Much before words like ‘art’, or ‘curate’ became elite preserves, punctuating conversations in wine-and-cheese soirees of post-liberalisation India, the revolutionary theatre activist Safdar Hashmi had dreamt of a janotsav; a cultural festival that would bring together the working class. The idea was to see the working class as the true progenitors of art and art as born from human labour. Hashmi, along with his troupe Jana Natya Manch (Janam), was performing a play Halla Bol in Jhandapur village in Sahibabad, on the outskirts of Delhi, on January 1, 1989 when he was attacked mid-performance; he died three days later. After the incident, the play, indeed the words halla bol, became the war cry for protest and resistance for workers’ groups across the country.
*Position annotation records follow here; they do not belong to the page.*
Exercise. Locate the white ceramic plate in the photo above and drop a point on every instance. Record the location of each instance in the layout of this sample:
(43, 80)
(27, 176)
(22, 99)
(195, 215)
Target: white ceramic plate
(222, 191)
In a fitting tribute to Hashmi and his legacy, 25 years after his death, his dream was realised, and his life relived in song, over the three-day Halla Bol festival in Delhi, conceptualised, curated, and performed by workers, and organised by Centre of Indian Trade Unions (CITU). The overarching theme was “not folk art, or dying art or traditional art, it was any art performed by worker-performers,” says Sudhanva Deshpande, from Janam, which provided logistical support to CITU. The three days were filled with progressive and protest music, qawwali, local forms like Ragini (a folk form from Haryana, performed by Suresh Pal and Party), Alha (a martial ballad from Bundelkhand, performed by Gangaram and Party), songs of birha (performed by Shambhunath Yadav and Sangeeta Sargam); acrobatics (Shekhar and Mukesh from Kathputli Colony) and magic (by the popular Ishamuddin, Kathputli Colony).

Minutes into the first day of the Halla Bol festival, women and children, in their best clothes, tentatively crowded into Ambedkar Park. Announcing the opening act — Ashok Band from Ghaziabad — CITU’s KM Tiwari declared how art is a great vehicle for spreading the message of the revolution. A few minutes later, a cluster of children found themselves swaying to a mesmerising, albeit slightly tinny version of a song that’s rocked protests from the American Civil Right’s Movement, to the Iraq War to Delhi University post-Godhra: Bob Dylan’s Blowin’ in the Wind . The band followed this up with songs of Turkish poet Nazim Hikmet and Paul Robeson’s song John Henry — an old American ballad about a railway worker John Henry who, in an attempt to save his job, defeats a machine, but dies thereafter. The next performer, all piercing voice and gut-wrenching lyrics, was Ratan Gambhir, whose songs lament against capitalism, American Imperialism, and rally for the working class. While one category of performers kept to progressive songs, attempting to inspire the working class, another set, sang original compositions on Hashmi’s life. For instance, the birha composition by Shambhunath Yadav fit Hashmi’s earthy, lived reality, into a poetic, epic-hero format. Stringing together the facts of Hashmi’s being — his life, jobs, theatre — Yadav embellished it with imagined tales of what might have been. Alha, the martial ballad form, had performers composing original songs in Hashmi’s memory, and reimagining his life as a martial hero.

Perhaps the most incongruous act of the entire event was the French band Imperiel Kirkistan, which had invited itself to the festival and didn’t have quite the working class roots as the others. IK which apologetically describes itself as a “lesser-known band in France” stormed the Pete Seeger Manch (as the stage had been named) with their horn-playing and gibberish lyrics. The park was soon jam-packed with people from the area, and the band delivered the final punch: a jam session with Ashok Band, where one of the French gibberish singers, suddenly broke into Hindi lyrics. This was followed up by the two bands jamming to Blowin’ in the Wind , which drove the crowd berserk. Wrapping up three days of music and late-nights, Radhika, wife of a factory worker weighed in on her favourite performance. “I should say Ragini because it’s from my region, but this Ragini performance was done by Haryanvi farmers, so I couldn’t understand the lyrics. We’re from Ayodhya,” she says. “But I loved the bands. Especially the song at the end,” she says.

Take a bow Dylan, this answer, my friend, is not blowin’ in the wind.